Un des cinq migrants refoulés il y a quelques semaines des Etats-Unis vers l’Eswatini a finalement regagné sa patrie, la Jamaïque en toute discrétion.
L’histoire d’Orville Isaac Etoria illustre les zones grises, les polémiques et les incohérences entourant la nouvelle politique migratoire des États-Unis. Expulsé en juillet vers l’Eswatini dans le cadre d’un accord conclu entre Washington et Mbabane, ce ressortissant jamaïcain a finalement été rapatrié le week-end dernier vers son pays d’origine.
De Washington à Mbabane, puis retour à Kingston
Arrêté aux États-Unis comme « migrant illégal », Orville Isaac Etoria a été transféré le 7 juillet 2025 vers l’Eswatini, petit royaume enclavé d’Afrique australe anciennement Swaziland.
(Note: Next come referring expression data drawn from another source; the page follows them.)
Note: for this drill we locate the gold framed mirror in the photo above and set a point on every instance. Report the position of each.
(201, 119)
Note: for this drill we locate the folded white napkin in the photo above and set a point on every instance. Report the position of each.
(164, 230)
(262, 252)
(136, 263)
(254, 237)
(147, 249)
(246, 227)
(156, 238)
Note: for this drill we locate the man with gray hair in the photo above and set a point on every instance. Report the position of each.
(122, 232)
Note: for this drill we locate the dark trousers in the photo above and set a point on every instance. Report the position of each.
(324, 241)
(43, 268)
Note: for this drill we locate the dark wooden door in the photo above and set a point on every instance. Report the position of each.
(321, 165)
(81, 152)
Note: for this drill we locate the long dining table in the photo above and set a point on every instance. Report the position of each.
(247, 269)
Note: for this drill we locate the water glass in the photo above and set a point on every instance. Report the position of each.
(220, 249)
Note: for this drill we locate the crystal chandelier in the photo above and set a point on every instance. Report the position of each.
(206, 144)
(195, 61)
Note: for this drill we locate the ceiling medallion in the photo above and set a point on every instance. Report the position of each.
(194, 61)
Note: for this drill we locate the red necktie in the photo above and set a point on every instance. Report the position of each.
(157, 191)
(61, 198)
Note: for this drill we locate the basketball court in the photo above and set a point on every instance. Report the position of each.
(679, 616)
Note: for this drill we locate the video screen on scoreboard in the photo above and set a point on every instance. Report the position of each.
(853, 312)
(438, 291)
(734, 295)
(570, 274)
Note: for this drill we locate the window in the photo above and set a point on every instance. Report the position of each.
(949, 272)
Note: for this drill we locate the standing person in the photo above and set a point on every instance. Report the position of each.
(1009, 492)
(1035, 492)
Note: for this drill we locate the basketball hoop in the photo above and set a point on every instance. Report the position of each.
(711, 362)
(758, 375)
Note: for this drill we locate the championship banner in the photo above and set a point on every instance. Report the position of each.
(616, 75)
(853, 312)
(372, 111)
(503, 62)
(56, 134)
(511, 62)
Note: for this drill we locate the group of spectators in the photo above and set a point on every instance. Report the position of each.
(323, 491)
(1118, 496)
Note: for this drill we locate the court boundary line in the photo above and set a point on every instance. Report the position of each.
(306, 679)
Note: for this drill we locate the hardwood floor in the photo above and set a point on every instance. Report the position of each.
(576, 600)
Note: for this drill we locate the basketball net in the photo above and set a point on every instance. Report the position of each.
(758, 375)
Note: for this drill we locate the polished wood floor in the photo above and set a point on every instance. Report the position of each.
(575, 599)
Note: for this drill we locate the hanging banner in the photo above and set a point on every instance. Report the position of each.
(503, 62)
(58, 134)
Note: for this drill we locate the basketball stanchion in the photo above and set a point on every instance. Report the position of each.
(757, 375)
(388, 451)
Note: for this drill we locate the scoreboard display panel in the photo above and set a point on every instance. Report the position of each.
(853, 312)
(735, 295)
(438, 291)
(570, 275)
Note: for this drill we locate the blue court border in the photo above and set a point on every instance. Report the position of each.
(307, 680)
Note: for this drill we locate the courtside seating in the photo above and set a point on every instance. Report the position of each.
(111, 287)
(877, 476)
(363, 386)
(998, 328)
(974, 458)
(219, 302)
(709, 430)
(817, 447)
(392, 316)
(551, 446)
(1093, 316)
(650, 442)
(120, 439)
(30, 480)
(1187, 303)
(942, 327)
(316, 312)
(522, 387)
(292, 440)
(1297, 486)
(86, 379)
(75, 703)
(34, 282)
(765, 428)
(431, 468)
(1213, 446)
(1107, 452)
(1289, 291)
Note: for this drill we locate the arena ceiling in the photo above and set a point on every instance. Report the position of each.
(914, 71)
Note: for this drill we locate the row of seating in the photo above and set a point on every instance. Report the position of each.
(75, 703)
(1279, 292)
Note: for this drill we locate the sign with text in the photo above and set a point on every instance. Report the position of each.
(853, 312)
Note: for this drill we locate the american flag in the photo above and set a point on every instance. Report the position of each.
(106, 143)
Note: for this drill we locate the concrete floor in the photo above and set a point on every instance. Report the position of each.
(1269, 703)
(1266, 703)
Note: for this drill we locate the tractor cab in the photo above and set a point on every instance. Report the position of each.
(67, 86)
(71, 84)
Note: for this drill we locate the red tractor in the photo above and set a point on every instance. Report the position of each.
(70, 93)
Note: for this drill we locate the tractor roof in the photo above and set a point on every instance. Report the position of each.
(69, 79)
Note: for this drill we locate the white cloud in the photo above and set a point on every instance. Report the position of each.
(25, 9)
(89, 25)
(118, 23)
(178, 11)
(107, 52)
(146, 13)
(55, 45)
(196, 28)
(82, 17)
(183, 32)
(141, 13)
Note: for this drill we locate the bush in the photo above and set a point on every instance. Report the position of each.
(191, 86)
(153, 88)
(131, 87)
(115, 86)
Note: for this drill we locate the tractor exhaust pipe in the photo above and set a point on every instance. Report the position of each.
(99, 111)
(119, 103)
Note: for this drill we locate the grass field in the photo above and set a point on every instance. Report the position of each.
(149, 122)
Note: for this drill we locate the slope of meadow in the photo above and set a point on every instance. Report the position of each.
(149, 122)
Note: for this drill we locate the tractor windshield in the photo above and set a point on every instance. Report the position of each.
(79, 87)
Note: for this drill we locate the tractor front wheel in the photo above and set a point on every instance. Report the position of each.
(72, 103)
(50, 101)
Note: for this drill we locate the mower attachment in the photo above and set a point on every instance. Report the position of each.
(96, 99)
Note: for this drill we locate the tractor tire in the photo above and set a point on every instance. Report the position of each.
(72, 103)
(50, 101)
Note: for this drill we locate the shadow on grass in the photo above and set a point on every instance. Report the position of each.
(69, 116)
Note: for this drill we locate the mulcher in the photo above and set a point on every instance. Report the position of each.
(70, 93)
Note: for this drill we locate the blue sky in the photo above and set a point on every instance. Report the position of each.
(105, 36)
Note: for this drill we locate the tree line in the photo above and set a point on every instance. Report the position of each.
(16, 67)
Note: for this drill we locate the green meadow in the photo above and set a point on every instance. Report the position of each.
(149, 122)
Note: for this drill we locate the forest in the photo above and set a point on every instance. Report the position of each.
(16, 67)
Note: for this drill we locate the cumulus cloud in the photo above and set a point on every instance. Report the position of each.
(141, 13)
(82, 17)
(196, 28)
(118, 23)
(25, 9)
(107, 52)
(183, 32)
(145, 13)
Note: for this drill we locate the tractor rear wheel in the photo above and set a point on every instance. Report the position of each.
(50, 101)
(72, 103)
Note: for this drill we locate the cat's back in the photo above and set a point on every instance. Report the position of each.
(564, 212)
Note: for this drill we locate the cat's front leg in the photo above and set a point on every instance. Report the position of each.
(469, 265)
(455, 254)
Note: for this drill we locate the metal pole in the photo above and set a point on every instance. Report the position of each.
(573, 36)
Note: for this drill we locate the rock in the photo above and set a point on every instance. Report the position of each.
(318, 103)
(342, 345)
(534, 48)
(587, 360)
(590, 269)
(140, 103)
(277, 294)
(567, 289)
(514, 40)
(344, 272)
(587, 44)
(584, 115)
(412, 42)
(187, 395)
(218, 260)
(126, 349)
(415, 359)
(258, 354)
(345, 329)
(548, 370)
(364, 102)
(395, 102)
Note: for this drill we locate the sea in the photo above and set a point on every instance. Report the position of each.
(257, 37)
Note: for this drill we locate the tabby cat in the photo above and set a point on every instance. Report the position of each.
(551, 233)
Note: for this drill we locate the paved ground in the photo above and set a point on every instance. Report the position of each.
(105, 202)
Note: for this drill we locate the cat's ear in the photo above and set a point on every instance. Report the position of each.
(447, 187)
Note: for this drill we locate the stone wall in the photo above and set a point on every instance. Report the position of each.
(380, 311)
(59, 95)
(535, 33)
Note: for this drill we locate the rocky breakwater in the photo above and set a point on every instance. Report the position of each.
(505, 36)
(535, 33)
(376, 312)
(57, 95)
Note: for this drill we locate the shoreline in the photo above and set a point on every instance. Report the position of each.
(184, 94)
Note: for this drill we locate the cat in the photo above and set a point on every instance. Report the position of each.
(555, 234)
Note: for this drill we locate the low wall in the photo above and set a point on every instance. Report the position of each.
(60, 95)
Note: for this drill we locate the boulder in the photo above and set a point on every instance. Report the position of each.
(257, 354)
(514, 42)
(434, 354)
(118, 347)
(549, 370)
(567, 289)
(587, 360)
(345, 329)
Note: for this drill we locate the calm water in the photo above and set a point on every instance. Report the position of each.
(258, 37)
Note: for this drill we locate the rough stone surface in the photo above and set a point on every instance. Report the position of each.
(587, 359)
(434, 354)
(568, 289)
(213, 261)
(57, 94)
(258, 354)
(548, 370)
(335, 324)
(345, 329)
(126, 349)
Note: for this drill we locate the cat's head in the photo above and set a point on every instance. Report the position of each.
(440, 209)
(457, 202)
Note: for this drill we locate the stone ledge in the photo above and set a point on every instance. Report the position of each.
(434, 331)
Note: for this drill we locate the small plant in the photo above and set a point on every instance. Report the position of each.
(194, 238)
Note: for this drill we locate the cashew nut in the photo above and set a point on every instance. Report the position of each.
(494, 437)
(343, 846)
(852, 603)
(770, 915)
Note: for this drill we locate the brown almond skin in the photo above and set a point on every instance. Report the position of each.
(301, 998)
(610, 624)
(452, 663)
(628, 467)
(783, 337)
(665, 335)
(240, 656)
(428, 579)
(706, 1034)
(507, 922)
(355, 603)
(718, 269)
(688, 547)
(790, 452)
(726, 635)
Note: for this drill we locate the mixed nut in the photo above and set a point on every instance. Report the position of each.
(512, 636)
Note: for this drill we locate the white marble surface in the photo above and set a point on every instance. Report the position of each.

Il faisait partie d’un groupe de cinq étrangers expulsés par Washington – originaires du Vietnam, du Laos, du Yémen, de Cuba et de la Jamaïque – que l’administration Trump avait qualifiés de « barbares ».
Dès leur arrivée, les cinq hommes avaient été placés dans une prison de haute sécurité de Mbabane. Mais deux mois plus tard, Etoria a obtenu son renvoi en Jamaïque. Selon les autorités locales, « un arrangement a été négocié » pour permettre son départ, à sa propre demande. Le voyage a été facilité par l’Organisation internationale pour les migrations (OIM), mais les détails financiers et logistiques n’ont pas été révélés.
Les accords entre Washington et Mbabane dans le viseur
L’affaire met en lumière les accords passés entre les États-Unis et plusieurs pays tiers pour accueillir des migrants expulsés. Dans le cas de l’Eswatini, Human Rights Watch affirme que le royaume s’est engagé à recevoir jusqu’à 160 migrants en échange d’une enveloppe de 5,1 millions de dollars destinée à renforcer la sécurité de ses frontières.
Ces arrangements, conclus sous le sceau de la confidentialité, sont vivement critiqués. Des ONG locales ont saisi la justice, estimant qu’ils violent la Constitution car ils n’ont pas été soumis au Parlement. « Nous assistons à une externalisation brutale et opaque de la gestion migratoire américaine », dénoncent plusieurs associations de défense des droits humains.
Un symbole des tensions migratoires sous Trump
Le cas d’Etoria, contraint à un double exil avant de retrouver sa terre natale, illustre les dérives possibles de ce système de « déportations externalisées ». Pour Washington, il s’agit d’alléger la pression migratoire sur le sol américain. Pour l’Eswatini, l’accord représente une manne financière. Mais pour les personnes concernées, l’expérience se traduit par une incarcération forcée dans un pays étranger, puis par une incertitude totale quant à leur avenir.
La controverse autour de ces expulsions pourrait encore s’amplifier à mesure que d’autres migrants, venus d’Asie, du Moyen-Orient ou des Caraïbes, seront acheminés vers Mbabane. Le retour discret d’Orville Isaac Etoria en Jamaïque n’est peut-être que le premier signe d’un système déjà fragilisé par ses contradictions.